The Anti-Imperialist League objected to the annexation of the Philippines and the building of an American empire. Idealism, self-interest, racism, constitutionalism, and other reasons motivated them, but they failed to make their case. The Philippines were annexed in 1900. DIPLOMATIC.
Insular Cases were court cases dealing with islands and countries that had been recently annexed and demanded the rights of a citizen. These Supreme Court cases decided that the Constitution did not always follow the flag, thus denying the rights of a citizen to Puerto Ricans and Philippines. DIPLOMATIC.
Platt Amendment (1901)
The Platt Amendment was an amendment added to Cuba’s constitution by the Cuban government after pressure from the United States. This amendment provided that Cuba would make no treaties that compromised its independence or granted concessions to other countries without U.S. approval. The amendment was abrogated in 1934. DIPLOMATIC.
John Hay was the Secretary of State in 1899. Hay dispatched the Open Door Notes to keep the countries that had spheres of influence in China from taking over China and closing the doors on trade between China and the U.S. DIPLOMATIC.

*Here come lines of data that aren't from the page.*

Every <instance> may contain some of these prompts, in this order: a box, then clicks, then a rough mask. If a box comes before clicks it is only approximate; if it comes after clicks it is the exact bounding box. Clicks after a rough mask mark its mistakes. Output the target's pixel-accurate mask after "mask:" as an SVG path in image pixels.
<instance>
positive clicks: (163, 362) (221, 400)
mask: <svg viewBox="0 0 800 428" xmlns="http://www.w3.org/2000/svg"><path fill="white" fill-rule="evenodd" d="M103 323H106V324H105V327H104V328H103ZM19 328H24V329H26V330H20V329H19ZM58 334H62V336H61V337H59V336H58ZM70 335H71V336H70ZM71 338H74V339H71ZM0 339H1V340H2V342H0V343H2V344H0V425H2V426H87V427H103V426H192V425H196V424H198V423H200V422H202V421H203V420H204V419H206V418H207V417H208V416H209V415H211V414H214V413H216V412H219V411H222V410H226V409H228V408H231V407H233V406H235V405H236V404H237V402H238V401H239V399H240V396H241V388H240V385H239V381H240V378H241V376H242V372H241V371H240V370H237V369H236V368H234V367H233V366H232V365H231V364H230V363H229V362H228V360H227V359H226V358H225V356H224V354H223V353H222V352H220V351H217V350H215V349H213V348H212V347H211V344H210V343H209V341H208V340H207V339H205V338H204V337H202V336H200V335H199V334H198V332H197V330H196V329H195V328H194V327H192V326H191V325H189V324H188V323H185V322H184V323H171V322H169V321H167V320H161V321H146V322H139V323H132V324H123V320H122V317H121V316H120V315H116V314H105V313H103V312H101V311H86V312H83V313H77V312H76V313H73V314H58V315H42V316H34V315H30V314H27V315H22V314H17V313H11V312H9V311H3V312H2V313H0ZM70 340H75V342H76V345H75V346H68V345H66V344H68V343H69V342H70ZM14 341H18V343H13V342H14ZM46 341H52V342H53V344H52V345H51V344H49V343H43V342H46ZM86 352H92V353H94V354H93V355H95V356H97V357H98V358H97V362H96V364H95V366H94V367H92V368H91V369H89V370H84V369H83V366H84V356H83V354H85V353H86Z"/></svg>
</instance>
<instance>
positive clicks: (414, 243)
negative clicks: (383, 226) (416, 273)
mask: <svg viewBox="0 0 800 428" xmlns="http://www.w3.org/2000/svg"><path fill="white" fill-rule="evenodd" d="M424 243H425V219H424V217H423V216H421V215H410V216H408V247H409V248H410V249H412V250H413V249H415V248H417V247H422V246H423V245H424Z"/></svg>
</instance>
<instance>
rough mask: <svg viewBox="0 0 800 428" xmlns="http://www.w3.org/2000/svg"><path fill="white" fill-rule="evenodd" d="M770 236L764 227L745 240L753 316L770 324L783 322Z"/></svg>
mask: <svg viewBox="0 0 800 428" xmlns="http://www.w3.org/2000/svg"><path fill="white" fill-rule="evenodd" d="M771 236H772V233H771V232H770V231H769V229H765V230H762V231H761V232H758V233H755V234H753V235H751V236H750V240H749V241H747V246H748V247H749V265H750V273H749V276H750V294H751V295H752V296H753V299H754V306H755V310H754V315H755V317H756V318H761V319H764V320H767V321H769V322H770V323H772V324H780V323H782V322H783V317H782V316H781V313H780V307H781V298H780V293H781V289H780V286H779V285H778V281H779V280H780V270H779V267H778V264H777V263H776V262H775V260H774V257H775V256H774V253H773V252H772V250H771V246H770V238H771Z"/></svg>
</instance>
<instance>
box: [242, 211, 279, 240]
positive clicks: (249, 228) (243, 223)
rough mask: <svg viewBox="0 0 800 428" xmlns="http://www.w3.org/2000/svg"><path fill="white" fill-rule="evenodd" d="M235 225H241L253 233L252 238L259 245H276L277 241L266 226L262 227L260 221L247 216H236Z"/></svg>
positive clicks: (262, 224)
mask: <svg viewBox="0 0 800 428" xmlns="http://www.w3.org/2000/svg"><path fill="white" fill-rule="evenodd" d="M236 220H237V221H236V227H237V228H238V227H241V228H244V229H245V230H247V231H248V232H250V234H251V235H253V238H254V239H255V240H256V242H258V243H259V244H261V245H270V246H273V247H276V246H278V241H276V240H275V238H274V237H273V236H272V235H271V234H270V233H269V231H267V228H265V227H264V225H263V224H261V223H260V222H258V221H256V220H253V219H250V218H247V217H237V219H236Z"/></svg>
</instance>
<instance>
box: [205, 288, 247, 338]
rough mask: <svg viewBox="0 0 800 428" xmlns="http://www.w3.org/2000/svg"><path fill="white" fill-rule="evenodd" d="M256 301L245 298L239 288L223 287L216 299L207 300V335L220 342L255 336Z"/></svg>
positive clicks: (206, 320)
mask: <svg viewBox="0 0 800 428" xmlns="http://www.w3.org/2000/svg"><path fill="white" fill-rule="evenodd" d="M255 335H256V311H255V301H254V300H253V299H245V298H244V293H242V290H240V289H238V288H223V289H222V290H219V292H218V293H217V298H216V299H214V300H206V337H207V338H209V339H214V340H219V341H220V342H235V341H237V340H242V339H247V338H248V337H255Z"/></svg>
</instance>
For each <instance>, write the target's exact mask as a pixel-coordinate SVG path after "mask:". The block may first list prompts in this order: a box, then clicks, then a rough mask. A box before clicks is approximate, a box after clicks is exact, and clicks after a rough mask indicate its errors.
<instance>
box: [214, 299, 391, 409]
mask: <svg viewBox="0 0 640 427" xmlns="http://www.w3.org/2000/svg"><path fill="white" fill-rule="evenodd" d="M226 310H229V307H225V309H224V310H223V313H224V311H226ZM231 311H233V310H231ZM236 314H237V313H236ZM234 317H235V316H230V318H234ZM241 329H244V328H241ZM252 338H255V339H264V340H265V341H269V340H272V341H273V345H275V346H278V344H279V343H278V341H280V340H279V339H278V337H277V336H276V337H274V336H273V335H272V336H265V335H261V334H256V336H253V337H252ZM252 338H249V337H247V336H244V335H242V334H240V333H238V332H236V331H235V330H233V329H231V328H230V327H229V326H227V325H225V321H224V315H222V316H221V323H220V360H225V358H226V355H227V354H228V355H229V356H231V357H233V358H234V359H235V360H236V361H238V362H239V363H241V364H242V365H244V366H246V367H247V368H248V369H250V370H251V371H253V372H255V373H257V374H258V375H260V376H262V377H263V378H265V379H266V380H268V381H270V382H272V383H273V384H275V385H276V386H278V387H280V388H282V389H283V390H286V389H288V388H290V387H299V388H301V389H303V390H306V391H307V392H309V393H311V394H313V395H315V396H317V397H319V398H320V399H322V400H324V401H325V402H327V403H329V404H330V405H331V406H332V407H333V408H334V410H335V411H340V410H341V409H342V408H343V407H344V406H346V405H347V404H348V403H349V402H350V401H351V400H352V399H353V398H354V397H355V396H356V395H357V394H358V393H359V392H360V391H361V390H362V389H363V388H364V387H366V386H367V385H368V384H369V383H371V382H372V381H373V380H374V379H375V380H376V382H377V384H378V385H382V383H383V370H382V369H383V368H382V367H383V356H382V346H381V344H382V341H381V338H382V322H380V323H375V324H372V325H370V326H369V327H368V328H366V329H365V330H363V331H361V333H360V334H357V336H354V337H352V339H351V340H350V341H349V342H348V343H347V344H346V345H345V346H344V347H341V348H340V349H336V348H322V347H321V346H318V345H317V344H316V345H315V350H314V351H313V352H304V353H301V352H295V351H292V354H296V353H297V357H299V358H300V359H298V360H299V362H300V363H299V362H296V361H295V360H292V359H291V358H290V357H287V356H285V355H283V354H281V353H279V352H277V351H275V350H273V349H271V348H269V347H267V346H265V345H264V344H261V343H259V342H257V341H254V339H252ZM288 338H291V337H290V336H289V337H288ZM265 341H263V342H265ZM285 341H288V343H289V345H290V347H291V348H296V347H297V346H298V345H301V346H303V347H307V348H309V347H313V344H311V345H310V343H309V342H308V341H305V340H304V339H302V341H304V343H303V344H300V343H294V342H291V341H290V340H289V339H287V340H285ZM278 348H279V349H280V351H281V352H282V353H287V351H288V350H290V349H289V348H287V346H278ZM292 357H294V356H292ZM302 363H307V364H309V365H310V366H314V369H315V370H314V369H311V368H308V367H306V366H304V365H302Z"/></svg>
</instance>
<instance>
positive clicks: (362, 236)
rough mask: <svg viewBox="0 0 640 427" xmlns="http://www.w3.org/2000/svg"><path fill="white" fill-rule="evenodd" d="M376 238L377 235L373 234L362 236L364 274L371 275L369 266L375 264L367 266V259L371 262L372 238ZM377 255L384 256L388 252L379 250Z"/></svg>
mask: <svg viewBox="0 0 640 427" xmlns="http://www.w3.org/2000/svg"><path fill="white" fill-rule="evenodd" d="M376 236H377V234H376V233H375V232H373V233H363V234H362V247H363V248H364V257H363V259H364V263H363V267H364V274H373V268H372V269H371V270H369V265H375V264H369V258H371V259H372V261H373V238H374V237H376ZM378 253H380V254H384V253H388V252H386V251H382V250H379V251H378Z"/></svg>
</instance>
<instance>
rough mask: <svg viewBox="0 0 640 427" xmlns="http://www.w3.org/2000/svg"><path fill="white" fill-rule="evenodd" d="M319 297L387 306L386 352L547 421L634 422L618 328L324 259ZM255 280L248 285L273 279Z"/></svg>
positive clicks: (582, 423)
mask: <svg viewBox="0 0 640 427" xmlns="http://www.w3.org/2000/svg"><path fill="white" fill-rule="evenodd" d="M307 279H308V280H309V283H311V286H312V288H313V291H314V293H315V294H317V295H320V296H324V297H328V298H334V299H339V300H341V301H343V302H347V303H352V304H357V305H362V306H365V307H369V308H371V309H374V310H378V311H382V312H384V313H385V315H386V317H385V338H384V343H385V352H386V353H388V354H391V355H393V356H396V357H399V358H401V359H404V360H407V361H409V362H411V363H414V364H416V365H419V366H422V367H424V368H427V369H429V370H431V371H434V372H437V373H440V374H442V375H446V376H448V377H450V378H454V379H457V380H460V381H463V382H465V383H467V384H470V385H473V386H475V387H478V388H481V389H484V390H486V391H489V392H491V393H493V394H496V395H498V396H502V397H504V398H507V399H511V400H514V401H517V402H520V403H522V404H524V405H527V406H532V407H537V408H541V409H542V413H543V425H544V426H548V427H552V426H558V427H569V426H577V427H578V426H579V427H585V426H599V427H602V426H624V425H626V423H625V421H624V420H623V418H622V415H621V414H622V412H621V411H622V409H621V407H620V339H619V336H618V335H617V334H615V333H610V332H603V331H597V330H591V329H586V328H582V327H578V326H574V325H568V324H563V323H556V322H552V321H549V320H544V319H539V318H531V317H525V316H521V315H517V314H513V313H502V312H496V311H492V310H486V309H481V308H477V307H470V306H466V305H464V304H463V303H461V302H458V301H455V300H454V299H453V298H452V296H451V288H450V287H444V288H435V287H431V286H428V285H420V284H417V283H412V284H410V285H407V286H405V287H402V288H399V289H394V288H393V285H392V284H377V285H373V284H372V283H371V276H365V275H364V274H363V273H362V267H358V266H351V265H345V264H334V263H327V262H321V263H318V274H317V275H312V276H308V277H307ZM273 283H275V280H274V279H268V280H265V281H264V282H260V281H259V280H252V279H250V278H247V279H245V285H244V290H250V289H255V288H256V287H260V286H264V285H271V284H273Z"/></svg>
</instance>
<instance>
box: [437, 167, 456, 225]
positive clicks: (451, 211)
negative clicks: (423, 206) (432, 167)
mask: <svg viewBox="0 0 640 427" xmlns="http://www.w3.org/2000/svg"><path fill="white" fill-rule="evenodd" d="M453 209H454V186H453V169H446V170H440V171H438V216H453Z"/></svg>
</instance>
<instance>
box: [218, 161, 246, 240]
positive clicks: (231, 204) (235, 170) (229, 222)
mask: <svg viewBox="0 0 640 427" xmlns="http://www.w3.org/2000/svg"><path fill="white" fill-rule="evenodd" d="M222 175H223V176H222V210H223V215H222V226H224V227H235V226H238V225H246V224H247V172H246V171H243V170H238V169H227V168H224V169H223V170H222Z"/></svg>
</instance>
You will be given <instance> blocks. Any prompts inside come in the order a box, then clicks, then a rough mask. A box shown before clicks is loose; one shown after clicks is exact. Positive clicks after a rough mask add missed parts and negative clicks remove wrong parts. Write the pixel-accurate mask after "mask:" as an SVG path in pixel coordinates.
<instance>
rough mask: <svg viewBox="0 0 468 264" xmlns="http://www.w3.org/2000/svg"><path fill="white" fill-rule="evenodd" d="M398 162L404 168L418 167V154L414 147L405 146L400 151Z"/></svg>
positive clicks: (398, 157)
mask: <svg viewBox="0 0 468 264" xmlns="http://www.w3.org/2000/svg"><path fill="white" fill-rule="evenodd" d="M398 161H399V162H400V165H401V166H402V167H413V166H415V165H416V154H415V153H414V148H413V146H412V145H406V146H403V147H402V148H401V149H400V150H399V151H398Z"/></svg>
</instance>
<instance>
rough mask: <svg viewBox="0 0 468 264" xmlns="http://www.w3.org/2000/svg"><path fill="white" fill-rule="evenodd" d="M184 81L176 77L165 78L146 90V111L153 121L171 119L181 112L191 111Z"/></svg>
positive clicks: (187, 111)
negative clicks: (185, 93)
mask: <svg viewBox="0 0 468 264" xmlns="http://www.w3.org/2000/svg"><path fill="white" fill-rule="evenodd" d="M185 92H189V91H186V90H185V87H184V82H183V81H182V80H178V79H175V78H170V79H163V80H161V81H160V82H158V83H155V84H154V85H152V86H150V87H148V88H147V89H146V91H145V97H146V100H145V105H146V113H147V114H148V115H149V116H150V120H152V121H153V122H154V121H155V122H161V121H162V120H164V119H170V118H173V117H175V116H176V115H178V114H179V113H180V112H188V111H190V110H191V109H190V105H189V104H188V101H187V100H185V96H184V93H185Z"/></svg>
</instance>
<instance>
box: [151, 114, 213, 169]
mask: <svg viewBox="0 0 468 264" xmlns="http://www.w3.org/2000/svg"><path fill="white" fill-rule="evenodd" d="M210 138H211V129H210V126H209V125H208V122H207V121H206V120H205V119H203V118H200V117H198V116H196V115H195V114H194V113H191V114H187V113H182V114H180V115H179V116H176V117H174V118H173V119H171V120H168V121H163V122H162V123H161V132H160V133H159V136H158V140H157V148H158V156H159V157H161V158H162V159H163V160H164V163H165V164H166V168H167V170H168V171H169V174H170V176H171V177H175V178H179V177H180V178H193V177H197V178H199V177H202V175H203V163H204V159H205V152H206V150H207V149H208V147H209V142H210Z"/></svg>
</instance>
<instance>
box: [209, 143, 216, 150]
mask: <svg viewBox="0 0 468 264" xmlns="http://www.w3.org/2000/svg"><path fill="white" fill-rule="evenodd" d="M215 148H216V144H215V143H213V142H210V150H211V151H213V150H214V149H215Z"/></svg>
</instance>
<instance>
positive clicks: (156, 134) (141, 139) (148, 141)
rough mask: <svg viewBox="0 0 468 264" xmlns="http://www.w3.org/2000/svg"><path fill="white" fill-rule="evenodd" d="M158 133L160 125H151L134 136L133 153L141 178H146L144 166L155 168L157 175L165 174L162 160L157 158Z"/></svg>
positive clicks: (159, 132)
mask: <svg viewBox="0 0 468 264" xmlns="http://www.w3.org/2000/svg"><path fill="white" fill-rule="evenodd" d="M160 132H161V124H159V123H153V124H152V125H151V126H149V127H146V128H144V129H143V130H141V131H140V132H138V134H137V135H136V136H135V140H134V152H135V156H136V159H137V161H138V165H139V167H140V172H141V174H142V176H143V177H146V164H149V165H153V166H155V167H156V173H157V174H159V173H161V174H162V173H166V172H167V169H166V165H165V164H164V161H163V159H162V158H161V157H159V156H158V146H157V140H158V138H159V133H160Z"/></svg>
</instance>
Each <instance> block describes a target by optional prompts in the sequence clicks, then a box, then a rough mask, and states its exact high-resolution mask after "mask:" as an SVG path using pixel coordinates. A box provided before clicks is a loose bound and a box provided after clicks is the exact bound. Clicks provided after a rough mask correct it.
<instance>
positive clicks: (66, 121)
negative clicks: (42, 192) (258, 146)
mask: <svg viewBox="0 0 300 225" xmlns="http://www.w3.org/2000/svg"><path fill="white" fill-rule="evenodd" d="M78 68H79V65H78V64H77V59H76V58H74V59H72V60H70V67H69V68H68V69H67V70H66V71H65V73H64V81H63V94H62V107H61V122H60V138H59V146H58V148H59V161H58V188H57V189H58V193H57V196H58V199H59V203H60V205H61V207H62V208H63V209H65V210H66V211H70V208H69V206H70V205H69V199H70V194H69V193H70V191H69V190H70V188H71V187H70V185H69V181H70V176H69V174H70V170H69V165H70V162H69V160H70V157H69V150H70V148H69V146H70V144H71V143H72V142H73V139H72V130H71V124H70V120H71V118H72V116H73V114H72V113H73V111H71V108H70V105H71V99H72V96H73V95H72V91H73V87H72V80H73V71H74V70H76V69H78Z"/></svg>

The Boxer Rebellion was a rebellion in Beijing, China in 1899 that started by a secret society of Chinese who opposed the “foreign devils”. The rebellion was ended by British Troops. DIPLOMATIC.
Hay-Pauncefote Treaty (1901)
The Hay-Pauncefote Treaty was a treaty signed between the United States and Great Britain, giving Americans a free hand to build a canal in Central America. The treaty nullified the Clayton-Bulwer Treaty of 1850, which prohibited the British or U.S. from acquiring territory in Central America. DIPLOMATIC.
The Panama Canal is a ship canal cut across the isthmus of Panama by United States Army engineers. This canal opened in 1915. It greatly shortened the sea voyage between the east and west coasts of North America. The United States turned the canal over to Panama on Jan 1, 2000. POLITICAL.
The Roosevelt Corollary was Roosevelt’s 1904 extension of the Monroe Doctrine. It stated that the United States has the right to protect its economic interests in South and Central America by using military force. DIPLOMATIC.
Great White Fleet
The Great White Fleet was a fleet of American Naval ships sent on a world tour by Roosevelt to show off to the world the U.S. Naval power. This fleet also put pressure on Japan to join the “Gentlemen’s Agreement.” DIPLOMATIC.
The Russo-Japanese War was a conflict between Russia and Japan over Korea, Manchuria, etc. This war began in 1904, but neither side could gain a clear advantage and win. Both Russia and China sent representatives to Portsmouth, New Hampshire where Theodore Roosevelt mediated. Here, they created the Treaty of New Hampshire in 1905. Roosevelt won the Nobel Peace prize for his efforts. DIPLOMATIC.
Treaty of Portsmouth (1905)
The Treaty of Portsmouth was a treaty, written in Portsmouth, New Hampshire, that ended the Russo-Japanese war in 1905. Theodore Roosevelt mediated this treaty. DIPLOMATIC.
The Lodge Corollary was a corollary to the Monroe Doctrine proposed by Henry Cabot Lodge and ratified by the U.S. Senate in 1912. This forbade any foreign power or foreign interest of any kind to acquire sufficient territory in the Western Hemisphere so as to put that government in “practical power of control”. DIPLOMATIC.
Moral Diplomacy was a policy adopted by President Woodrow Wilson that rejected the approach of “dollar diplomacy”. Rather than focusing mainly on economic ties with other nations, Wilson’s policy was designed to bring right principles to the world, preserve peace, and extend to other peoples the blessings of democracy. POLITICAL.
Dollar Diplomacy was a foreign policy created under President Taft that had the U.S. exchanging financial support for the right to “help” countries make decisions about trade and other commercial ventures. Basically, it was exchanging money for political influence in Latin America and the Caribbean. DIPLOMATIC.
John J. Pershing and Expeditionary Force
John J. Pershing was the commander of an American expeditionary force of over 1 million troops who insisted his soldiers fight as independent units so the U.S. would have independent role in shaping the peace. POLITICAL.